International Journal of Modern Botany

p-ISSN: 2166-5206    e-ISSN: 2166-5214

2014;  4(1): 1-7

doi:10.5923/j.ijmb.20140401.01

Fruit Flavonoids of Some Species of Subgenera Esula and Chamaesyce (Euphorbia) in Iran

Mahdi Kaveh1, Mitra Noori2

1Young Researchers Club, Arak Branch, Islamic Azad University, Arak, Iran

2Department of Biology, Faculty of Science, Arak University, 38156-8-8349, Arak, Iran

Correspondence to: Mitra Noori, Department of Biology, Faculty of Science, Arak University, 38156-8-8349, Arak, Iran.

Email:

Copyright © 2012 Scientific & Academic Publishing.

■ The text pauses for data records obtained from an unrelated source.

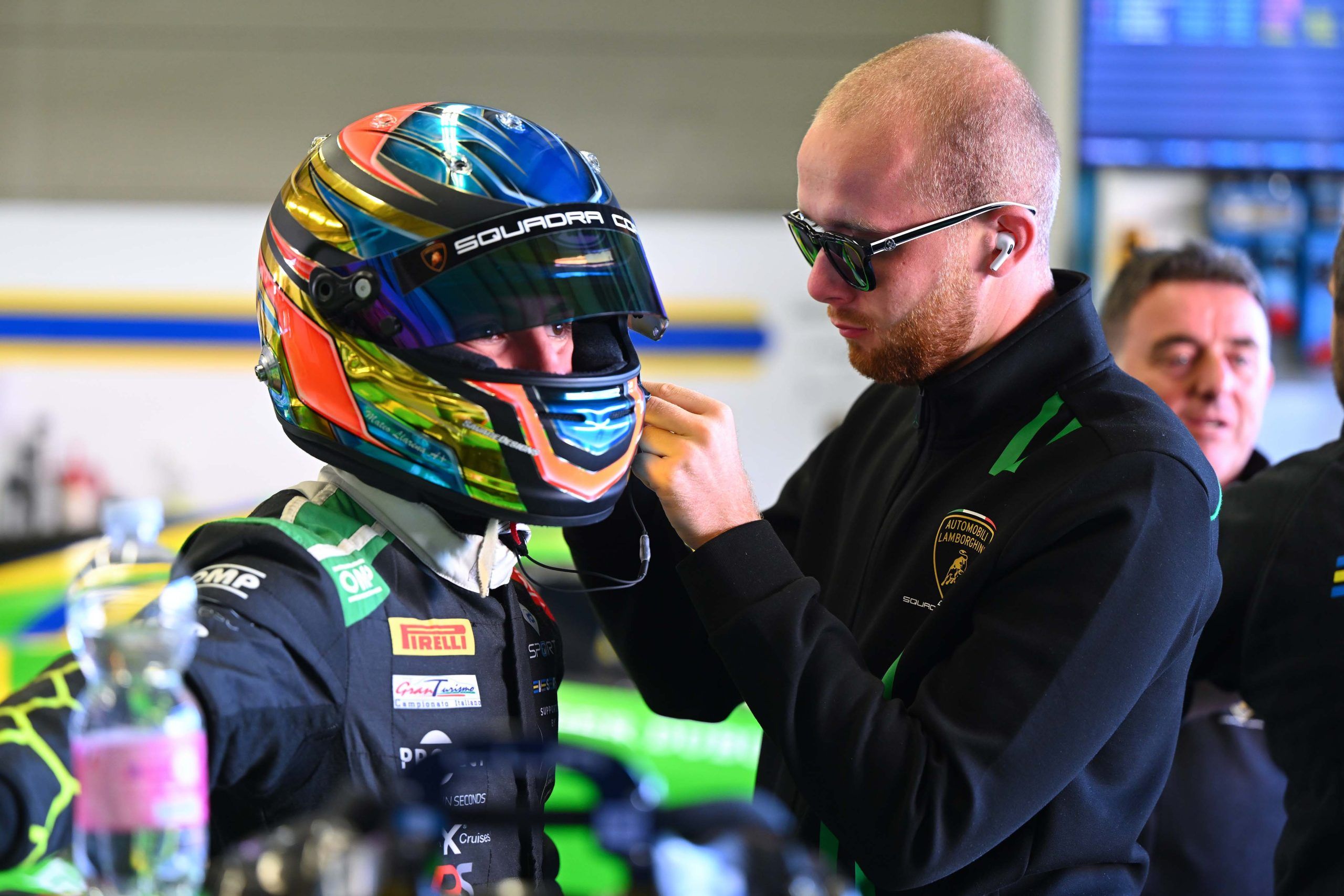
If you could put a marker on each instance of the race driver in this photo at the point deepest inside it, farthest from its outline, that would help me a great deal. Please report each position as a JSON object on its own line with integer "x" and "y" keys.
{"x": 444, "y": 293}
{"x": 999, "y": 724}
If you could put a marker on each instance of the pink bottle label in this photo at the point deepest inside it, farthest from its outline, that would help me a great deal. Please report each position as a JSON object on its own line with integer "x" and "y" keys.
{"x": 132, "y": 779}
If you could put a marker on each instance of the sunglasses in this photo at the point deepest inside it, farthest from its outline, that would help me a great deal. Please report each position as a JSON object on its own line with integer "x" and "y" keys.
{"x": 853, "y": 260}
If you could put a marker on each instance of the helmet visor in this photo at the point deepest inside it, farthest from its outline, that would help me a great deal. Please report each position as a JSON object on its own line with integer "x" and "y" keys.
{"x": 461, "y": 287}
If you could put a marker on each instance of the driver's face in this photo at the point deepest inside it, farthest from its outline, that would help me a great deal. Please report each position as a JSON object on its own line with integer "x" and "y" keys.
{"x": 548, "y": 350}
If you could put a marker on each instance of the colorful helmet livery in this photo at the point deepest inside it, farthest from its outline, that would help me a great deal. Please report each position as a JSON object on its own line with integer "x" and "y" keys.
{"x": 428, "y": 225}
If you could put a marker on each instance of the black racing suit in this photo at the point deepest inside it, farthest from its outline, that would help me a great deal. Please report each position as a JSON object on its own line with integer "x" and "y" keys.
{"x": 338, "y": 652}
{"x": 1278, "y": 638}
{"x": 965, "y": 626}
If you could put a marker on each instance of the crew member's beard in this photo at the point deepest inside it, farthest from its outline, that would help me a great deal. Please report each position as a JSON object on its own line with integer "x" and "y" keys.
{"x": 930, "y": 338}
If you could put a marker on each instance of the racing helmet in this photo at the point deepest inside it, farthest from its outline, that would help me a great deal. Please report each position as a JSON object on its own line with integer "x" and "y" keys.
{"x": 424, "y": 226}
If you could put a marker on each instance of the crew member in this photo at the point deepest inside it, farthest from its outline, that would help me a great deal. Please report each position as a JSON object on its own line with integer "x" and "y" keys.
{"x": 1277, "y": 632}
{"x": 1190, "y": 324}
{"x": 1010, "y": 731}
{"x": 444, "y": 293}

All Rights Reserved.

Abstract

In this research, fruit flavonoids characters of some collected Euphorbia species (subgenera Esula and Chamaesyce) from Markazi province, Iran area were studied using 2-Dimentional Paper Chromatography (2-DPC), Thin Layer Chromatography (TLC) and available standard flavonoids. Voucher specimens were prepared for reference as herbarium voucher. Our studies showed that all of studied Euphorbia species had flavonoids considerably. Flavonoid sulphates and flavone C- and C-/O-glucosides existed in fruit of studied taxa, while dihyro flavonol 3-O-monoglycosides just were found in E. falcata. Kaempferol were detected in all of studied species in contrast to rhamnetin which was found only in E. ozyridiforma. Concenteration and variety of flavonoid componds in studied taxa of subgenera Esula were more than subgenera Chamaesyce. Some flavonoid compounds including myricetin, naringenin and rhamnetin were not detected in Euphorbia studied species of subgenera Chamaesyce.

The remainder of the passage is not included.